Brazilian broiler exports might reach a new record of 4.85 million tonnes in 2022, according to ABPA (Brazilian Association for Animal Protein). This would be 5% more than in 2021 when the country exported 4.6 million tonnes.
The entity presented these numbers in December, forecasting 14.6 million tonnes of production in 2022, or 1.5% more than the previous year.
According to a report by Rabobank, even with the 18% drop in Brazilian shipments to China (the largest destination for Brazilian exports, accounting for around 12% of the total), chicken meat exports continue to rise.
In October 2022, for example, protein exports increased by 5% in volume and 29% in value. Higher feed costs are being absorbed by the foreign market, which has also increased the competitiveness of Brazilian broilers on the international scene.
The United Arab Emirates, which followed China as the second-largest destination, recorded a 22% increase in shipments. Japan had a drop of 3% in the same period.
The European Union and the United Kingdom stand out and should overtake Saudi Arabia as the fourth-largest destination for Brazilian chicken meat, with a 16% increase in purchases from Brazil.

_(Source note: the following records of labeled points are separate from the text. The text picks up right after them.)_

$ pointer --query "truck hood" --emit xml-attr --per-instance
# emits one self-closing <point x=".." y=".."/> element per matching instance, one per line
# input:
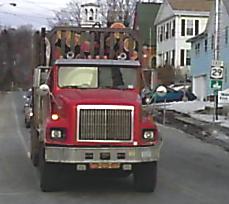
<point x="99" y="96"/>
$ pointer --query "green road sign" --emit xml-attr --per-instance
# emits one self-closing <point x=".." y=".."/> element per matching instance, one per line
<point x="216" y="84"/>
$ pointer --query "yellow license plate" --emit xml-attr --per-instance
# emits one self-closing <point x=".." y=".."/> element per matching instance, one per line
<point x="104" y="165"/>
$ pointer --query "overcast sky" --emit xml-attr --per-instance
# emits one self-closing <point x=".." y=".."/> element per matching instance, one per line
<point x="33" y="12"/>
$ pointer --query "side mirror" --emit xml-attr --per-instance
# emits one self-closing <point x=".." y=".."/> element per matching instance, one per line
<point x="44" y="89"/>
<point x="161" y="91"/>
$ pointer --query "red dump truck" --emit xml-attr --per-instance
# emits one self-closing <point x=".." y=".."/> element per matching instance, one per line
<point x="87" y="109"/>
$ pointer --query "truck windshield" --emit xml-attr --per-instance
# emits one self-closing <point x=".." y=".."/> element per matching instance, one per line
<point x="97" y="77"/>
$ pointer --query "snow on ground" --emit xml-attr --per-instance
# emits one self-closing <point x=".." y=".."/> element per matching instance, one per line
<point x="191" y="107"/>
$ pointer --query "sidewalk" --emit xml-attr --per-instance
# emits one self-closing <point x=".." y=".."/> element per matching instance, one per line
<point x="187" y="116"/>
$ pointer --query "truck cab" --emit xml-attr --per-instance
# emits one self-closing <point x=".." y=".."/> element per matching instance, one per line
<point x="91" y="118"/>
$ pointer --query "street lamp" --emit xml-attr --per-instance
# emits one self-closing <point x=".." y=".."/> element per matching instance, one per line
<point x="11" y="4"/>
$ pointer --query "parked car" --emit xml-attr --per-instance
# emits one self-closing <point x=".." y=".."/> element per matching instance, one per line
<point x="27" y="98"/>
<point x="28" y="113"/>
<point x="170" y="96"/>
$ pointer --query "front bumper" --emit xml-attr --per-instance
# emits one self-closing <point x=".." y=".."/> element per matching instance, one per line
<point x="80" y="155"/>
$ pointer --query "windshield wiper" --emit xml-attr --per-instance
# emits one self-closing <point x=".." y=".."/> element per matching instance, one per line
<point x="121" y="87"/>
<point x="71" y="86"/>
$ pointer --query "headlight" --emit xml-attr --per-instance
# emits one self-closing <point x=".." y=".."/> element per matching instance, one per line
<point x="148" y="100"/>
<point x="57" y="134"/>
<point x="148" y="135"/>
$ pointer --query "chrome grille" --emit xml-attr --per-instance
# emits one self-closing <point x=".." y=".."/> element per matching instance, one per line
<point x="105" y="123"/>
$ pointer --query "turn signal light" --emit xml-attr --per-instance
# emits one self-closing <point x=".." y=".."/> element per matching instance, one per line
<point x="55" y="116"/>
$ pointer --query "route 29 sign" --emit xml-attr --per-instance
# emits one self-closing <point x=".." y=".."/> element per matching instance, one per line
<point x="217" y="70"/>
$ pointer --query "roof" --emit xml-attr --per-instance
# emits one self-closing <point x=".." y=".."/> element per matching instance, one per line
<point x="145" y="15"/>
<point x="191" y="5"/>
<point x="99" y="62"/>
<point x="226" y="3"/>
<point x="90" y="4"/>
<point x="197" y="37"/>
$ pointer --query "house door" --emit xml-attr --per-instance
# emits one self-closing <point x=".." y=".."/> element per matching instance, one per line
<point x="200" y="87"/>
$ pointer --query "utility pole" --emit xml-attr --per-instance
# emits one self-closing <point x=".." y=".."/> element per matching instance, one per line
<point x="216" y="52"/>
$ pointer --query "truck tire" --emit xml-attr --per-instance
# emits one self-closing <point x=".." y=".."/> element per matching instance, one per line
<point x="48" y="174"/>
<point x="34" y="143"/>
<point x="145" y="177"/>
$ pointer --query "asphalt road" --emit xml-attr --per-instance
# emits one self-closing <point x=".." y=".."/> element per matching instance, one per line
<point x="190" y="171"/>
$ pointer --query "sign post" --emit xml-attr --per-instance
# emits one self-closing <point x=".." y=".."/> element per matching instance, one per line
<point x="216" y="83"/>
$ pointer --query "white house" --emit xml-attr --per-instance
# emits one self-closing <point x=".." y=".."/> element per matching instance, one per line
<point x="90" y="15"/>
<point x="202" y="54"/>
<point x="177" y="21"/>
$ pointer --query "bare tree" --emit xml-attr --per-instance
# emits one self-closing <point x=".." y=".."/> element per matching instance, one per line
<point x="110" y="11"/>
<point x="70" y="15"/>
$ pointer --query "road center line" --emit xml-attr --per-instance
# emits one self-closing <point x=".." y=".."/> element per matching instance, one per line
<point x="18" y="126"/>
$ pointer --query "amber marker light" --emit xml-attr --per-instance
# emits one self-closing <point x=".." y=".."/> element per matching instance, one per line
<point x="55" y="116"/>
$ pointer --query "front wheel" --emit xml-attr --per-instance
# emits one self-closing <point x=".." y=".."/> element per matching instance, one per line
<point x="48" y="174"/>
<point x="145" y="176"/>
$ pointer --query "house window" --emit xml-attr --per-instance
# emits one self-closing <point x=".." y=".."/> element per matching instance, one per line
<point x="206" y="45"/>
<point x="173" y="28"/>
<point x="197" y="48"/>
<point x="182" y="27"/>
<point x="226" y="35"/>
<point x="188" y="58"/>
<point x="167" y="60"/>
<point x="167" y="31"/>
<point x="181" y="57"/>
<point x="161" y="34"/>
<point x="213" y="42"/>
<point x="160" y="59"/>
<point x="173" y="58"/>
<point x="190" y="27"/>
<point x="196" y="27"/>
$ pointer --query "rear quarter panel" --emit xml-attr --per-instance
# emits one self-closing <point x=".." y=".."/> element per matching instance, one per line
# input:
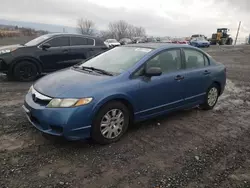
<point x="218" y="71"/>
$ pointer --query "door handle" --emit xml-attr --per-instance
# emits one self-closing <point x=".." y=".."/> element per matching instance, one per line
<point x="179" y="77"/>
<point x="206" y="72"/>
<point x="65" y="51"/>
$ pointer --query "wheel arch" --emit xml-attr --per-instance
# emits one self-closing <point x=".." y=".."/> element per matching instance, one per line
<point x="120" y="98"/>
<point x="219" y="85"/>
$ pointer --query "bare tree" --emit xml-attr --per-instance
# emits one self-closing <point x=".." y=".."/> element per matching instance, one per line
<point x="131" y="31"/>
<point x="140" y="32"/>
<point x="85" y="26"/>
<point x="119" y="29"/>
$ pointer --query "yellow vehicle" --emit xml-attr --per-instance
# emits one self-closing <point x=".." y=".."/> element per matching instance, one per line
<point x="222" y="37"/>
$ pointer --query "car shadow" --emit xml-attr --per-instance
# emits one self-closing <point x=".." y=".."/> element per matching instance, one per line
<point x="133" y="128"/>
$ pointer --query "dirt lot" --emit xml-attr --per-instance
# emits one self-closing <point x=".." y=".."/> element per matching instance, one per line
<point x="191" y="148"/>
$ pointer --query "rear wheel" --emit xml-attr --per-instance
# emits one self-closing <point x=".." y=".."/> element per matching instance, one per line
<point x="110" y="123"/>
<point x="211" y="97"/>
<point x="25" y="71"/>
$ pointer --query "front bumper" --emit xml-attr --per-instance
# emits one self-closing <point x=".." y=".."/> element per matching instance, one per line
<point x="72" y="123"/>
<point x="203" y="45"/>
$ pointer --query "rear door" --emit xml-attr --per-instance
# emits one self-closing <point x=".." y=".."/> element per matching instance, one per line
<point x="57" y="55"/>
<point x="197" y="75"/>
<point x="81" y="48"/>
<point x="161" y="93"/>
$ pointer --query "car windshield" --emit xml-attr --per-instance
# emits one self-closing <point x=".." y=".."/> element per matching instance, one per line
<point x="117" y="60"/>
<point x="201" y="39"/>
<point x="37" y="40"/>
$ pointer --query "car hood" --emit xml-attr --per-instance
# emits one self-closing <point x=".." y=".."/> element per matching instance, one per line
<point x="69" y="83"/>
<point x="114" y="43"/>
<point x="15" y="46"/>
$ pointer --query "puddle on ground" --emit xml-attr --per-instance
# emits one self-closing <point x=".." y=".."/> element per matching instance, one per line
<point x="10" y="142"/>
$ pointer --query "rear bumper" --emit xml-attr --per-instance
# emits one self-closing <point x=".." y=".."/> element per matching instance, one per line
<point x="71" y="123"/>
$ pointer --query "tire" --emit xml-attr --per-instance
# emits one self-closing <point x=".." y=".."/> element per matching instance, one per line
<point x="106" y="134"/>
<point x="212" y="92"/>
<point x="25" y="71"/>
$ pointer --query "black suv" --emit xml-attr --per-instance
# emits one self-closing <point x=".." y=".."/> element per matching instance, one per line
<point x="47" y="53"/>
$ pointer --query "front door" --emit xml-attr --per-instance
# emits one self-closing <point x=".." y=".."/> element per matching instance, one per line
<point x="197" y="76"/>
<point x="57" y="55"/>
<point x="161" y="93"/>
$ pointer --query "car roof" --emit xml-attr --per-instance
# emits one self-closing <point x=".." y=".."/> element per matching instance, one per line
<point x="158" y="45"/>
<point x="71" y="34"/>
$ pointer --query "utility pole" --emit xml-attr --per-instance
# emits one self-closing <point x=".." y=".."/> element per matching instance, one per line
<point x="237" y="33"/>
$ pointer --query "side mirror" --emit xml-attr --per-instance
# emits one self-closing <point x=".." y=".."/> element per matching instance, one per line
<point x="45" y="46"/>
<point x="153" y="71"/>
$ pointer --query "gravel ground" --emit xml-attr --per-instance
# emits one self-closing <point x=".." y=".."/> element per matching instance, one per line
<point x="190" y="148"/>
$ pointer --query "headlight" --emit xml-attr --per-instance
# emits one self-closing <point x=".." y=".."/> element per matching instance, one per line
<point x="64" y="103"/>
<point x="7" y="51"/>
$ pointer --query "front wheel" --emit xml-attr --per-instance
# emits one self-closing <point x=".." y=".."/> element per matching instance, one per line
<point x="110" y="123"/>
<point x="211" y="97"/>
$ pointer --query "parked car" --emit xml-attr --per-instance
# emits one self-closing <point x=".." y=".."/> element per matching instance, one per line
<point x="180" y="41"/>
<point x="199" y="42"/>
<point x="166" y="40"/>
<point x="47" y="53"/>
<point x="112" y="43"/>
<point x="125" y="41"/>
<point x="198" y="36"/>
<point x="126" y="84"/>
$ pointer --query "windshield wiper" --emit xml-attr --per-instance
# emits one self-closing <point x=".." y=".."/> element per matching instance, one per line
<point x="97" y="70"/>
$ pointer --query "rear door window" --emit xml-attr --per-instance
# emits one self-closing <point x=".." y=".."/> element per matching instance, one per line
<point x="78" y="41"/>
<point x="195" y="59"/>
<point x="168" y="61"/>
<point x="90" y="42"/>
<point x="59" y="41"/>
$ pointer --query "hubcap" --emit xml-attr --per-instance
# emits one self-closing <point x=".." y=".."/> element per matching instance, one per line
<point x="212" y="96"/>
<point x="112" y="123"/>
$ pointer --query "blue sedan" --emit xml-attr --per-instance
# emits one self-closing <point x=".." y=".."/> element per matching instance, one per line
<point x="199" y="42"/>
<point x="99" y="98"/>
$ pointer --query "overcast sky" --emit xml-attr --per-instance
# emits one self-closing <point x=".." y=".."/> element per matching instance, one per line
<point x="158" y="17"/>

The Philippines, Singapore and South Korea also increased imports and should continue to bring opportunities with rises of 45%, 53% and 63%, respectively.
In the same period, Mexico increased its imports from Brazil by 29% after reducing import tariffs to zero, remaining a good option for Brazil. Rabobank projects an increase in exports of 4% to 5%, year-on-year, in volume for 2022. Almost the same level in comparison to ABPA’s forecast.

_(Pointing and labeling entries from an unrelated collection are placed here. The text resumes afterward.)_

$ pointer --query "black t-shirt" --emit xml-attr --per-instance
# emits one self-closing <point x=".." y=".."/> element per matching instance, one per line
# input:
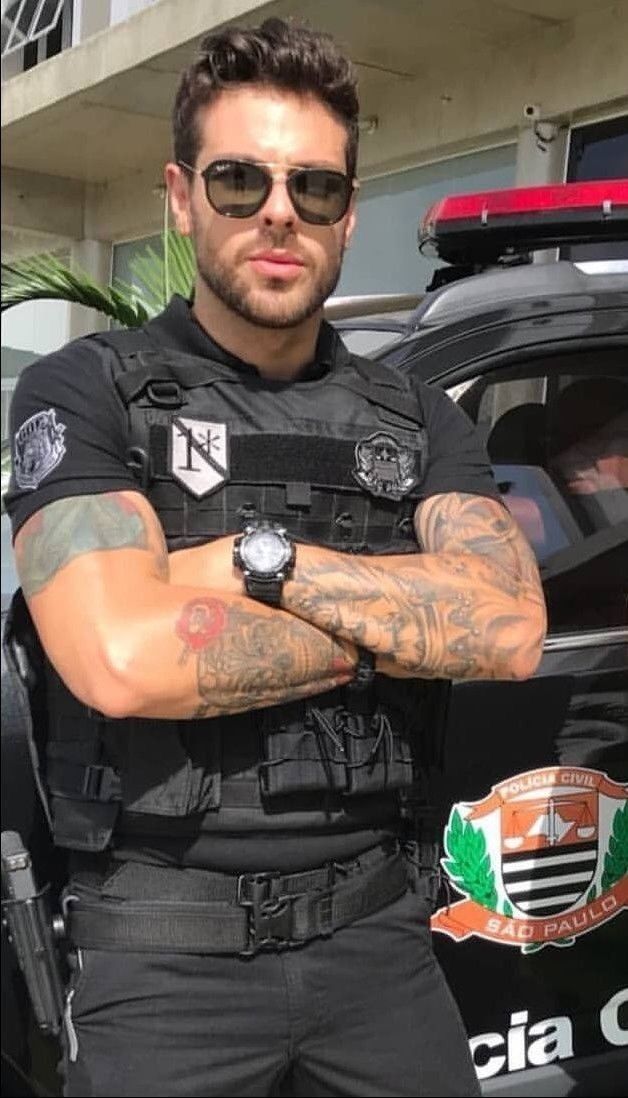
<point x="69" y="436"/>
<point x="69" y="428"/>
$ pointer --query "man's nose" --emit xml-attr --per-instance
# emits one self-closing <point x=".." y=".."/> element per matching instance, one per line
<point x="278" y="209"/>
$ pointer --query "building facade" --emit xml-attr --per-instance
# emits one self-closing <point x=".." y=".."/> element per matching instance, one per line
<point x="456" y="96"/>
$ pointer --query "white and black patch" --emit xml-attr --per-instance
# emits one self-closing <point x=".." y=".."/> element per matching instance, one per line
<point x="38" y="448"/>
<point x="199" y="455"/>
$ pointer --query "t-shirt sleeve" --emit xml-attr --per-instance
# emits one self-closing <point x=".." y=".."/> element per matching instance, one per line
<point x="68" y="430"/>
<point x="457" y="458"/>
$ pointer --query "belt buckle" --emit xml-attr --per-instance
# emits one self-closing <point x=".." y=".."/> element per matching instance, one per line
<point x="270" y="922"/>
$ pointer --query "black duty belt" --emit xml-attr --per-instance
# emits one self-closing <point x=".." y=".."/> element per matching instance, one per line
<point x="244" y="915"/>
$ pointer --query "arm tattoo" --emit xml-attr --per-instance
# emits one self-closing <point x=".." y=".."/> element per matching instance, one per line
<point x="471" y="606"/>
<point x="82" y="524"/>
<point x="245" y="661"/>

The projected scenario in 2023 is even more positive with sales abroad reaching 5.200 million tonnes, which would be an increase of 8.5%. Brazilian poultry production also might grow 2% to total 14.750 million tonnes.

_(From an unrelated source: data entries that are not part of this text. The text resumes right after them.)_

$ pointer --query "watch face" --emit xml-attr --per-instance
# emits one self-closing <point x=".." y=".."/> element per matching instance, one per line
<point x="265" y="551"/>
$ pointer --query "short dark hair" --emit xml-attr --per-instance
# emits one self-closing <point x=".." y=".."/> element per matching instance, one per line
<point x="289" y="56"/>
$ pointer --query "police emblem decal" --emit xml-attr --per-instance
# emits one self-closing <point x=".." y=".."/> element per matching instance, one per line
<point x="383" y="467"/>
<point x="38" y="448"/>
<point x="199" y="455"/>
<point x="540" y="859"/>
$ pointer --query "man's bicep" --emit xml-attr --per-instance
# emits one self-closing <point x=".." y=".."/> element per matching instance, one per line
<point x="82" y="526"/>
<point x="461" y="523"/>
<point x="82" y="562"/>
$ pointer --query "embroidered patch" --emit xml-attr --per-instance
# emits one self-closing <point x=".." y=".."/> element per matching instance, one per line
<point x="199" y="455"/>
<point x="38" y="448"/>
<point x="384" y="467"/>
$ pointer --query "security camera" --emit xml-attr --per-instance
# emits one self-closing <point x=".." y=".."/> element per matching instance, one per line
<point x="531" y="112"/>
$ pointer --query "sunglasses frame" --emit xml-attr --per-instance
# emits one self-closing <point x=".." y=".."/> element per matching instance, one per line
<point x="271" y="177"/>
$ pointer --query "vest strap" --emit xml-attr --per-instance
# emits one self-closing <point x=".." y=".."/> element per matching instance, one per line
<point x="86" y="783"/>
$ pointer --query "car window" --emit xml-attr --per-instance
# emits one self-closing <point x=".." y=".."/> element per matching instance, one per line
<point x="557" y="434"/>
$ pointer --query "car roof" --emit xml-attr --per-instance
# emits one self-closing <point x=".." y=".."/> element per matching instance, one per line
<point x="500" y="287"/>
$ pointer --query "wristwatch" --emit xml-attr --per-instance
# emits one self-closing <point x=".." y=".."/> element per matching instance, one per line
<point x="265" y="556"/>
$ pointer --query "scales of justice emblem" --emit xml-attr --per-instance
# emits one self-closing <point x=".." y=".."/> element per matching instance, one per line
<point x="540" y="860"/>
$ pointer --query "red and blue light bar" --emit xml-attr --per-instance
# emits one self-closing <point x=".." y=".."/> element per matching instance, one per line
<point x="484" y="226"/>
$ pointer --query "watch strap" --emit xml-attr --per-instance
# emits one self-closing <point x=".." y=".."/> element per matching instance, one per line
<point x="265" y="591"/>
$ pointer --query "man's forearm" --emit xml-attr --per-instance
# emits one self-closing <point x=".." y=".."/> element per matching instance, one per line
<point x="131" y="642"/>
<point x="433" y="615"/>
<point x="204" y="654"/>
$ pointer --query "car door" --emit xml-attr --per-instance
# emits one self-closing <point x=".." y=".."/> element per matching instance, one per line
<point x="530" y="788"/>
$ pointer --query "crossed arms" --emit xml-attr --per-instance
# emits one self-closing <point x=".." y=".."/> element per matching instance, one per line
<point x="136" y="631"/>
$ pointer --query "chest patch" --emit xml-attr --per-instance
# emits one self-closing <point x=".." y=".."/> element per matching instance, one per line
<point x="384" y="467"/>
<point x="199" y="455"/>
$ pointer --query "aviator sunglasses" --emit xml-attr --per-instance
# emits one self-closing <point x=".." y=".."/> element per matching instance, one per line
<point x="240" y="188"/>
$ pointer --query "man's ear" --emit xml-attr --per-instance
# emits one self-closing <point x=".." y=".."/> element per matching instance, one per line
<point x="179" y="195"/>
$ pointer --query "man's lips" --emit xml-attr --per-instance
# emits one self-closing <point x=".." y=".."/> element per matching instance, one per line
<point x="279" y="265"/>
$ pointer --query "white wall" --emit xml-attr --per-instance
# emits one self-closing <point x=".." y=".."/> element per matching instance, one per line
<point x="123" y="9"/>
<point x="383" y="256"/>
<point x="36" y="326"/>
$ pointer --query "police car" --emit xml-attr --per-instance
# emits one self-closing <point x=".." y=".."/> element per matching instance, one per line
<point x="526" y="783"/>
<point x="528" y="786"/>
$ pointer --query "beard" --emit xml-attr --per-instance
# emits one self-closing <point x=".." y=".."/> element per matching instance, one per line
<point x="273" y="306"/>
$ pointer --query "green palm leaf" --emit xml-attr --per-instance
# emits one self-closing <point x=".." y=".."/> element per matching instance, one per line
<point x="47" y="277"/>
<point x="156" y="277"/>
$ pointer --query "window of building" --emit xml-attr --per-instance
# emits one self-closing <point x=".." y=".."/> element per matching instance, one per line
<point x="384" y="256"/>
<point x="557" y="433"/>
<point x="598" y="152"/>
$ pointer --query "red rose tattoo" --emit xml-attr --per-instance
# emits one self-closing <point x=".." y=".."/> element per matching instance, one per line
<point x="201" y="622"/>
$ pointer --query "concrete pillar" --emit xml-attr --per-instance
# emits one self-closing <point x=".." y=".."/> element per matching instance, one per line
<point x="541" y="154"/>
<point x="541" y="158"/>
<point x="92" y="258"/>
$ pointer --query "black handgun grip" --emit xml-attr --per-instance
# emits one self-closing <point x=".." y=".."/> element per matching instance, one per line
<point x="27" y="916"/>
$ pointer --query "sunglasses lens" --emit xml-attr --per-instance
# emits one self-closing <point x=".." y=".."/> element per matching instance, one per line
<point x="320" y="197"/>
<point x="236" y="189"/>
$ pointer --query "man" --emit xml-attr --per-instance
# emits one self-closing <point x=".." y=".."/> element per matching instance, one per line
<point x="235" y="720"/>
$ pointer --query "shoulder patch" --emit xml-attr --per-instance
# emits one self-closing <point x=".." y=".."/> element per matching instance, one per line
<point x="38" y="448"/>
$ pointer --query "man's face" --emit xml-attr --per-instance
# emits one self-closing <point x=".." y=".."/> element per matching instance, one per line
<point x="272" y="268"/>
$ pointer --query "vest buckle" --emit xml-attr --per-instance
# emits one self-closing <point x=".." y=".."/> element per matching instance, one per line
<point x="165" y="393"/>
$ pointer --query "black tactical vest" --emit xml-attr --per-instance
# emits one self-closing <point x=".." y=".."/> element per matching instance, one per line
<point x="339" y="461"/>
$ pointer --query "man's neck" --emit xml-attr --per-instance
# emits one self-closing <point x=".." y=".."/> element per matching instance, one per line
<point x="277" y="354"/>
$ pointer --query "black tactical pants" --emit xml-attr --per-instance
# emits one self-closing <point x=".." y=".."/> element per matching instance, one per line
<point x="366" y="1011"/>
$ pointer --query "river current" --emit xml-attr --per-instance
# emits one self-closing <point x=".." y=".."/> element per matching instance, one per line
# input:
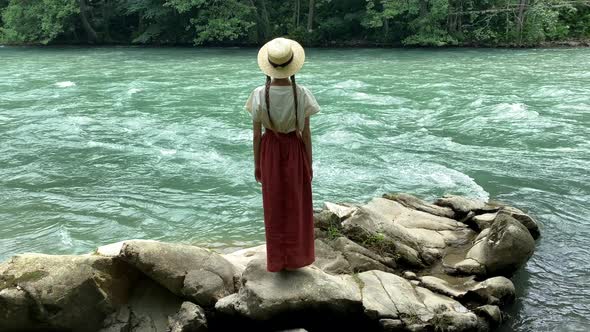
<point x="98" y="145"/>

With regard to per capita consumption, the index remained practically stable at 45.5 kg/year in 2021, 45.1 kg/year in 2022, and 45.5 kg/year in 2023.
Brazil is the main exporter and second-largest producer of this protein in the world, second only to the United States, which, according to ABPA, should end 2022 at 20.875 million tonnes, up 2.2% compared to 2021.
The main risk against these forecasts is avian influenza, which advanced over many countries in South America, namely Colombia, Peru, Ecuador, Venezuela and Chile.